When people feel deep emotion, their brain releases the chemical dopamine. They feel emotionally attached which helps them to relate to the story and builds an active connection to the cause. When nonprofits engage in effective storytelling, they increase the likelihood that supporters want to be a part of the solution, and will activate that feeling into giving or volunteering for the organization.
In a virtual world, it’s even more important to tell and share powerful stories about your mission. Without the face-to-face connection and in-person fundraisers, we need to both humanize our brands and create emotional bonds to our nonprofits.
We recommend answering the following questions to help tell your story:
- What is unique to your cause or your event that will stand out?
- What impact stories can you share, about how your nonprofit or fundraising made a difference?
- How can you showcase your mission statement in images?
- Who are real-life heroes you can feature?
When I was a young child, we would drive seven hours to the beach. The windows were rolled down in the baby blue 1964 Buick Skylark, but the temperature was stifling. My brother and I would be bickering with each other. We drew a line down the center of the backseat daring the other one to cross it, as we screamed insults in between hitting each other. That was until Mom diverted our attention using the Burma Shave signs along the side of the road to keep us busy.

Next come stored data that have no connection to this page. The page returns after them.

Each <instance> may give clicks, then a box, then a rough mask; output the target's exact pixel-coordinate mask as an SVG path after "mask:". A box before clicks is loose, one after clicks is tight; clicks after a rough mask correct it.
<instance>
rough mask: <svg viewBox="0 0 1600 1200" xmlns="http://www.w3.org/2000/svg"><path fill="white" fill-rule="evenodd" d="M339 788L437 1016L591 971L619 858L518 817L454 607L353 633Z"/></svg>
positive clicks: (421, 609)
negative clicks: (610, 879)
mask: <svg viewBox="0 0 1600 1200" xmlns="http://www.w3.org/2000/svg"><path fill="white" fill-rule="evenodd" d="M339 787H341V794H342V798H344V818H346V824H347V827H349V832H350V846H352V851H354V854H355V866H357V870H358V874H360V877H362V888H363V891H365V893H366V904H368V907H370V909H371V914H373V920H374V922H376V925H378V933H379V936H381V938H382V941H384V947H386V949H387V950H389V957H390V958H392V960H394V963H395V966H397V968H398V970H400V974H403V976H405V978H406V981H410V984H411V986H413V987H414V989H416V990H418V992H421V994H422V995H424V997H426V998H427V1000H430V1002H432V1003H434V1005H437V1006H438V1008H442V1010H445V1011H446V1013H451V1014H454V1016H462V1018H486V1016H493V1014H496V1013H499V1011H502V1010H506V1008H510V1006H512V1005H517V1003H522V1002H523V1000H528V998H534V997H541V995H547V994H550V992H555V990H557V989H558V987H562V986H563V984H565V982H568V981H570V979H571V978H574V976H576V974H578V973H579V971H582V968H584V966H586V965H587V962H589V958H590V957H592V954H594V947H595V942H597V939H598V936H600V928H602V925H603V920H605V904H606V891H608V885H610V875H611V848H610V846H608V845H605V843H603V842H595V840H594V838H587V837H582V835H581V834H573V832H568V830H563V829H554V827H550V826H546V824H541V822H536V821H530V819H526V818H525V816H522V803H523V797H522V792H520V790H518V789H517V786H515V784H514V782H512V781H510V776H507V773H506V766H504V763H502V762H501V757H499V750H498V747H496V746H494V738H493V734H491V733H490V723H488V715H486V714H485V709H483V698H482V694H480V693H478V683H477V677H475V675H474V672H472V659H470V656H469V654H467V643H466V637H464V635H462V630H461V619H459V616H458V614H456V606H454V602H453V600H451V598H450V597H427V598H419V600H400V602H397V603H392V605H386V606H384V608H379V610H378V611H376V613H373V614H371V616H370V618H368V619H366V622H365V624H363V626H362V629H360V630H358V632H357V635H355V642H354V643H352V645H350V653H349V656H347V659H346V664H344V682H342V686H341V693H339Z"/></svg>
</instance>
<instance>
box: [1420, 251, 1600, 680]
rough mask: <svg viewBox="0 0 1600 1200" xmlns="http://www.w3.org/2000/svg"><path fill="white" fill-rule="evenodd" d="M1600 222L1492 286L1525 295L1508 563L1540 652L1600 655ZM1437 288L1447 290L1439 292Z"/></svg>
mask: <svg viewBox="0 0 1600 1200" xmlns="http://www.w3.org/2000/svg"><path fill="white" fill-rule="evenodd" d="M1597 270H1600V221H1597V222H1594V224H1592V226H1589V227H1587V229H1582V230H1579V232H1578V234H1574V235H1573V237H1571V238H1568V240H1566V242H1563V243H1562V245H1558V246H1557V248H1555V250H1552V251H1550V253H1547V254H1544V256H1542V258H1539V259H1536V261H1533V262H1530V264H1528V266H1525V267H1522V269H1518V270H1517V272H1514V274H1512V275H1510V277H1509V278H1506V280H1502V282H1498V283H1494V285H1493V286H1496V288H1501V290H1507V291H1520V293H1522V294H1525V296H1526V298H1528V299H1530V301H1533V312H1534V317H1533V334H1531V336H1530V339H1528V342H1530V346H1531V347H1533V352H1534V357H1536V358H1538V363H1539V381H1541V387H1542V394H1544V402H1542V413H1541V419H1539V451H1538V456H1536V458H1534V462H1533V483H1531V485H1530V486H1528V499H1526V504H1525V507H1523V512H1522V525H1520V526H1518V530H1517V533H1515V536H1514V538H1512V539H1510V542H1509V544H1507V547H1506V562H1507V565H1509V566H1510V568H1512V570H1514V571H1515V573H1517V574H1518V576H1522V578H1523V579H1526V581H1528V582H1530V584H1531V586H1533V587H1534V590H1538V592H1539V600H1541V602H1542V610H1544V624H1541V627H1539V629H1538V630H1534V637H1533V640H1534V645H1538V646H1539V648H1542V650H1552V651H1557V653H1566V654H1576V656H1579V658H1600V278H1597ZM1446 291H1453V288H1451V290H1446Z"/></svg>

Each sign was red with white lettering and had only two to four words written on it. The next one, in two or three miles, had just a few words written on it. We had to remember the words of the previous signs to keep up with the mystery. After several miles, we finally got to read the last one and solve the riddle. For instance, the successive signs said: Big Mistake—Many Make—Rely on the Horn—Instead of the—Brake. Then the next set of signs would start and the joke or rhyme would keep us engaged again.
This is a model you can use to tell your story. What if you told a story about your recipients a few words at a time in your emails, snail-mail letter or social media? It is like the binge-worthy shows where it has mystery and intrigue and you control the dripping of the content. If you create anticipation, tension, and captivate attention, people will read your emails, social media and watch your videos. And more then watch, you can and will increase their aptitude to give!
Ask your constituents how their lives have changed as a result of your nonprofit. Then use that story as one example of the good work being done.